POV: Seraphina
The applause for Sylvie was a wave of acid washing over me, eating away at the carefully constructed composure I wore like armor. I sat through the rest of the banquet, a perfect marble statue of a Luna, smiling, nodding, laughing at the appropriate times while my insides churned with a cold, clear rage. This humiliation was no longer just a source of pain; it was a clarifying fire. It burned away the last lingering wisps of sentimentality and showed me the truth in stark, brutal relief.
Saving my family from a temporary supply shortage wasn't enough. That was reactive, a desperate plug in a crumbling dam. As long as my father's pack, and others like it, were economically dependent on powerful Alphas like Damian, they would never be truly free. Their dignity, their very lives, would always be subject to the whims of a tyrant. My personal suffering was just a symptom of a much larger, systemic disease.

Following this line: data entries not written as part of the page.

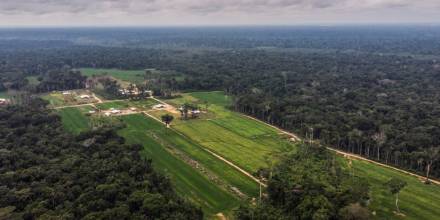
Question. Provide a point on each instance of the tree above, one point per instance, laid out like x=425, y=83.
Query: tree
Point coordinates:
x=354, y=212
x=432, y=155
x=167, y=119
x=395, y=185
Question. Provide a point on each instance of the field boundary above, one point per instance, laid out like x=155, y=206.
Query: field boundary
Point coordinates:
x=215, y=155
x=345, y=154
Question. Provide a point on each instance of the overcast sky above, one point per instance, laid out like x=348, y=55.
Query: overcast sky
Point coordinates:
x=214, y=12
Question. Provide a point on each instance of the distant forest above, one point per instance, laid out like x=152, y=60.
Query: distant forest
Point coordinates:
x=369, y=91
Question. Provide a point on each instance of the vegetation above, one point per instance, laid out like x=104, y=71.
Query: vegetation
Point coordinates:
x=309, y=184
x=396, y=185
x=48, y=174
x=167, y=119
x=188, y=181
x=74, y=119
x=133, y=76
x=368, y=91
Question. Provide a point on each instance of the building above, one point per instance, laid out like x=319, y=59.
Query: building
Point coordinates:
x=84, y=96
x=4, y=101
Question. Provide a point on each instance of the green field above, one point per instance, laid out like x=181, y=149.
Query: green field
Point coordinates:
x=54, y=99
x=251, y=145
x=141, y=104
x=74, y=119
x=226, y=129
x=4, y=95
x=133, y=76
x=417, y=200
x=189, y=183
x=33, y=80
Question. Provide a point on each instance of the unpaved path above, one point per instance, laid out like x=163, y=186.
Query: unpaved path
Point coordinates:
x=235, y=166
x=91, y=104
x=350, y=155
x=168, y=107
x=73, y=106
x=216, y=155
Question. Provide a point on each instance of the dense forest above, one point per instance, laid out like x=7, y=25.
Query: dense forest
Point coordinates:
x=384, y=107
x=369, y=92
x=310, y=184
x=46, y=173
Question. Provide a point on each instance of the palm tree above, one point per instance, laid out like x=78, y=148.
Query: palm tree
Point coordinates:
x=431, y=155
x=167, y=119
x=395, y=185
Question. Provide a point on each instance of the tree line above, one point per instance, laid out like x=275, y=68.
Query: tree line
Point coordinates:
x=45, y=173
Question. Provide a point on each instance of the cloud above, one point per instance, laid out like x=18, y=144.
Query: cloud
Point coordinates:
x=179, y=10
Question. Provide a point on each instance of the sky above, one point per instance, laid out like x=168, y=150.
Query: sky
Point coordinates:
x=215, y=12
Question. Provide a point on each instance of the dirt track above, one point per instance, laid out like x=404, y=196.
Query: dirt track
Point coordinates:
x=357, y=157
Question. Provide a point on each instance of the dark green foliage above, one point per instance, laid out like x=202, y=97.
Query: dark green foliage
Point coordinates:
x=309, y=184
x=167, y=118
x=46, y=173
x=395, y=185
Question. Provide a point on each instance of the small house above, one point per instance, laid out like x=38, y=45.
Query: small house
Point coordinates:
x=4, y=101
x=84, y=96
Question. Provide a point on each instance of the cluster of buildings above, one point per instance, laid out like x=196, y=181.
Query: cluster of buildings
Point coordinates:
x=135, y=91
x=4, y=101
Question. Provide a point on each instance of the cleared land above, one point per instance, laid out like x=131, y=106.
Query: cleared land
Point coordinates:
x=189, y=182
x=133, y=76
x=248, y=143
x=57, y=99
x=141, y=105
x=417, y=200
x=74, y=119
x=4, y=95
x=229, y=134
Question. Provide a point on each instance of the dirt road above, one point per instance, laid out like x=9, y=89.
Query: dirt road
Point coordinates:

After the last guest had departed, I didn't go to my room to weep. I went back to the library, the scent of Sylvie's triumphant perfume still clinging to the air from where she had stood beside Damian, accepting praise for my work. I didn't bother turning on the main lights; the moonlight slanting through the tall windows was enough, painting the room in shades of silver and shadow. I pulled out my old journals and Killian's data, spreading them across the large mahogany desk.
My first small victory had been a defensive move, a reaction to a crisis. But now, fueled by the white-hot forge of public degradation, a new idea began to form. It was audacious, dangerous, and utterly thrilling. It wasn't about defense anymore. It wasn't about survival. It was about attack.
What if there was another way? A system completely outside the existing power structures that were designed to keep alphas like Damian on top and alphas like my father dependent. I envisioned a new network, a clandestine alliance of medium and small-sized packs, the ones constantly being squeezed and bullied. A trade coalition based on mutual benefit and fair exchange, not dominance and submission. We could create our own supply chains, our own routes, our own economy. We could cut out the powerful Alphas altogether, starving them of the tribute and control they craved.
I framed the query carefully, disguising my revolutionary plan as a purely theoretical, academic research project on "economic interdependencies and systemic vulnerabilities in major wolf pack alliances." It was a bold request, one that hinted at a scale of ambition far beyond a simple trade route.
I was no longer just trying to escape my cage. I was planning to dismantle the entire system that had built it.
I hit send, the click of the mouse sealing my new resolve like a vow.